A ação policial gerou revolta no bairro do Zambujal, onde ele morava, desencadeando uma onda de manifestações desde então. Ônibus foram incendiados e confrontos entre a polícia e mascarados foram registrados.
Nos dois dias seguintes à morte de Odair, os atos alastraram-se para seis concelhos da Área Metropolitana de Lisboa, com tumultos reportados em sessenta esquadras —o equivalente a delegacias— nos municípios de Lisboa, Loures, Amadora, Sintra, Cascais e Setúbal.
O governo prometeu reforçar a segurança na região.
Quem era Odair Moniz
Odair Moreno Moniz tinha 43 anos, era de Cabo Verde e vivia em Portugal há mais de vinte anos. O homem trabalhava como cozinheiro num restaurante em Lisboa, e estava de licença médica após sofrer queimaduras no estabelecimento.
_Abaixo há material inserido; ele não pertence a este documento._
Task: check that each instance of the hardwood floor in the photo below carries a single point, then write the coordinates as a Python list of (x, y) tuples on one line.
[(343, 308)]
Odair morava no bairro do Zambujal, Amadora, onde era proprietário de um café. Era casado e pai de três filhos, com idades de 19, 18 e 2 anos, sendo descrito pelos vizinhos como uma pessoa pacífica e querida, de acordo com informações da SIC.
Morte
Na madrugada de 21 de outubro, Odair Moniz deixou o bairro da Cova da Moura em seu carro, após uma noite de confraternização. Ao ver uma viatura policial na Avenida da República, na Amadora, fugiu, sendo perseguido por dois agentes da PSP.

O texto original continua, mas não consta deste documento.